ASCOLI PICENO – Per il giudice del Lavoro del Tribunale di Ascoli, non si ravvisano gli estremi di condotta antisindacale nei comportamenti tenuti dal sindaco di San Benedetto Giovanni Gaspari nell’ambito della riorganizzazione del personale comunale, meglio nota come “riforma Xilo”. Tutto partiva da una denuncia sporta dalle tre sigle sindacali Cgil, Cisl e Uil.

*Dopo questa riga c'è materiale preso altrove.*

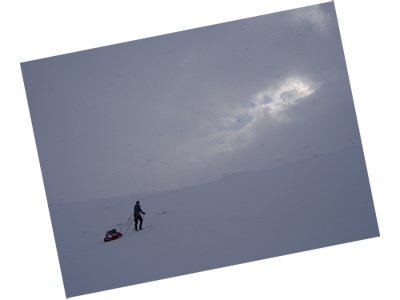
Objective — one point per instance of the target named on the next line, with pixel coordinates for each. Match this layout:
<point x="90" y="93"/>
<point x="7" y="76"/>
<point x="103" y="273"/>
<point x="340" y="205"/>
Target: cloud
<point x="239" y="128"/>
<point x="315" y="16"/>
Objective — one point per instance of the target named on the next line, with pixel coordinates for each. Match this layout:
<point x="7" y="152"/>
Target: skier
<point x="137" y="213"/>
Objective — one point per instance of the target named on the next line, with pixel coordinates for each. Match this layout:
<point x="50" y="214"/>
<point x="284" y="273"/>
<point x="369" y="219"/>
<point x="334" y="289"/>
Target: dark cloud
<point x="189" y="107"/>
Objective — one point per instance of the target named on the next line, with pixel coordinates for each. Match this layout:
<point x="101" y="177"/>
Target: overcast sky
<point x="190" y="107"/>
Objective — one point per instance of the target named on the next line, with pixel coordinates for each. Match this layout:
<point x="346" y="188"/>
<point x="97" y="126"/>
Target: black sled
<point x="111" y="235"/>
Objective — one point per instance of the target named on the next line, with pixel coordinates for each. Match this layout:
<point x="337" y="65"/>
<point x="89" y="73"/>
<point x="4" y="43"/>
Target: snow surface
<point x="315" y="202"/>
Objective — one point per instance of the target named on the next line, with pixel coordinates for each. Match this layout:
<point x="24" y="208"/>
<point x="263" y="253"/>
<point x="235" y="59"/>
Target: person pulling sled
<point x="137" y="214"/>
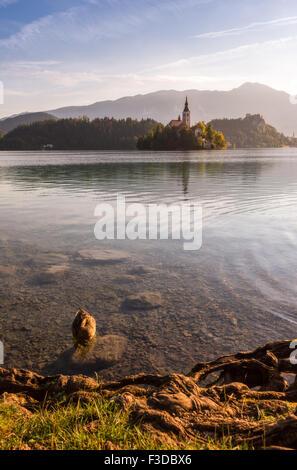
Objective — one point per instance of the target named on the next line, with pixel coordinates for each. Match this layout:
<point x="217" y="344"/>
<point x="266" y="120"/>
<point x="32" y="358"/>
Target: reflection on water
<point x="236" y="292"/>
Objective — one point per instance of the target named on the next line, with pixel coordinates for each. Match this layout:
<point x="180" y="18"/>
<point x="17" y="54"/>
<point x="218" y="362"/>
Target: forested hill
<point x="83" y="134"/>
<point x="251" y="132"/>
<point x="8" y="124"/>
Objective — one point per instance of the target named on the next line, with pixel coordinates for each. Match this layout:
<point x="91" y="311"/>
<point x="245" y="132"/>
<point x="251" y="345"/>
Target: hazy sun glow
<point x="71" y="52"/>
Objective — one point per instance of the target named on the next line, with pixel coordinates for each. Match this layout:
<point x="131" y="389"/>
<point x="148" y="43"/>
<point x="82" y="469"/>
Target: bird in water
<point x="83" y="329"/>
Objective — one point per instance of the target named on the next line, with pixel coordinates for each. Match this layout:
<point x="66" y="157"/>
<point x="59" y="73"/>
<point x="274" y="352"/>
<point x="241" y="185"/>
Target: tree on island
<point x="198" y="137"/>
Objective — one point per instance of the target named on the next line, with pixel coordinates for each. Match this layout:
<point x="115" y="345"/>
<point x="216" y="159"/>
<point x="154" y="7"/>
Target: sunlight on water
<point x="237" y="291"/>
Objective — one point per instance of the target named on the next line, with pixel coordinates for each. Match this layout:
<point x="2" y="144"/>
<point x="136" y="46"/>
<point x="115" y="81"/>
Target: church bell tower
<point x="187" y="115"/>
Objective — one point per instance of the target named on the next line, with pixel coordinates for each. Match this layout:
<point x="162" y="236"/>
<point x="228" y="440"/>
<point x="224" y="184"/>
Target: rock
<point x="142" y="270"/>
<point x="143" y="300"/>
<point x="103" y="256"/>
<point x="52" y="274"/>
<point x="105" y="351"/>
<point x="6" y="271"/>
<point x="125" y="279"/>
<point x="83" y="328"/>
<point x="19" y="399"/>
<point x="110" y="446"/>
<point x="82" y="397"/>
<point x="93" y="426"/>
<point x="21" y="403"/>
<point x="50" y="259"/>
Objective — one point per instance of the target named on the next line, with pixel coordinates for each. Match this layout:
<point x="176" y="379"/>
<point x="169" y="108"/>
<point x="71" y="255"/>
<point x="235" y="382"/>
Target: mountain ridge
<point x="205" y="105"/>
<point x="164" y="105"/>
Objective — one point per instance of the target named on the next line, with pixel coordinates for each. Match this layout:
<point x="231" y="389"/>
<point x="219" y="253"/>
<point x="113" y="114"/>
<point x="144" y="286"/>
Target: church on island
<point x="179" y="123"/>
<point x="185" y="121"/>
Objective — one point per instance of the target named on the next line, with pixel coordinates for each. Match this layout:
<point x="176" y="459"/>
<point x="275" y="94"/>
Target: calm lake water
<point x="237" y="292"/>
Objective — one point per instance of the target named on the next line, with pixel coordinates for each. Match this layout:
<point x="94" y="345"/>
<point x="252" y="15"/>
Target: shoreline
<point x="250" y="405"/>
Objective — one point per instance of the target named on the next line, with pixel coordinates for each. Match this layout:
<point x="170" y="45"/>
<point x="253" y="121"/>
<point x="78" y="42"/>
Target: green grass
<point x="63" y="427"/>
<point x="67" y="427"/>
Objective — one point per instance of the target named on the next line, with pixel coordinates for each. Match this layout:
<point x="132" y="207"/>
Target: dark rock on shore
<point x="234" y="392"/>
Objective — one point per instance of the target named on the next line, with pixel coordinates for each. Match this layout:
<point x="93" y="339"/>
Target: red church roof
<point x="175" y="123"/>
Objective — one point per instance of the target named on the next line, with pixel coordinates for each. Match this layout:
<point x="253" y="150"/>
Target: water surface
<point x="238" y="291"/>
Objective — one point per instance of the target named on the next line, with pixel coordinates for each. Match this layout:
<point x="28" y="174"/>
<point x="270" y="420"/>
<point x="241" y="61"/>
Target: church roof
<point x="175" y="123"/>
<point x="186" y="106"/>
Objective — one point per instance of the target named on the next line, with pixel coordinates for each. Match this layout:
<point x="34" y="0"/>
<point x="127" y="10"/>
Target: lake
<point x="235" y="293"/>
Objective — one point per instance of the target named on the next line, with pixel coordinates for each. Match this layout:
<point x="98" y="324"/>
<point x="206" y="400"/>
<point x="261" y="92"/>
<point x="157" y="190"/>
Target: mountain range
<point x="254" y="98"/>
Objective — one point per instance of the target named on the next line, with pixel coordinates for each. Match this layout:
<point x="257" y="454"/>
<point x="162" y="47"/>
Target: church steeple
<point x="187" y="115"/>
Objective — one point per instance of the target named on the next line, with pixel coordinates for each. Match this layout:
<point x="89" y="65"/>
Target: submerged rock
<point x="142" y="270"/>
<point x="103" y="256"/>
<point x="52" y="274"/>
<point x="6" y="271"/>
<point x="143" y="300"/>
<point x="83" y="328"/>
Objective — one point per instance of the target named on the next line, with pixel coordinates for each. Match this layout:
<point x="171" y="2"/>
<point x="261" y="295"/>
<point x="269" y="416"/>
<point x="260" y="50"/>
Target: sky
<point x="56" y="53"/>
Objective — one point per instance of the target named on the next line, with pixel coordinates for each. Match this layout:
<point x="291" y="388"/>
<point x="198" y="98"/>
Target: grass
<point x="67" y="427"/>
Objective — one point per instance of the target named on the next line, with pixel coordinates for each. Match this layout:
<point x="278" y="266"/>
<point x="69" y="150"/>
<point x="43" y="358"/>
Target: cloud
<point x="5" y="3"/>
<point x="291" y="20"/>
<point x="86" y="23"/>
<point x="232" y="53"/>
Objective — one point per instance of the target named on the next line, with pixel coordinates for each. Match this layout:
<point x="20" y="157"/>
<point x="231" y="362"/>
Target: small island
<point x="179" y="135"/>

Questo il commento del primo cittadino dopo la notizia: «Non avevo dubbi sull’esito della vicenda. Mi dispiace che si sia arrivati a questo punto. Per me è stato umiliante, ho fatto il sindacalista per anni, i miei genitori raccoglievano il grano per la Feder Mezzadri (organizzazione sindacale per i mezzadri e i coloni, poi confluita nella Confcoltivatori, ndr). Spero che tutto ciò sia servito a far riflettere qualcuno. Il problema è che il ruolo nel sindacato alcune volte viene strumentalizzato per fini politici, ma la politica ritengo non si faccia nelle aule di giustizia, ma nei luoghi ad essa preposti».
Il primo cittadino, che è stato difeso dal legale Sandro Ottoni, ha poi aggiunto che attende di leggere il dispositivo dell’ordinanza del giudice del lavoro.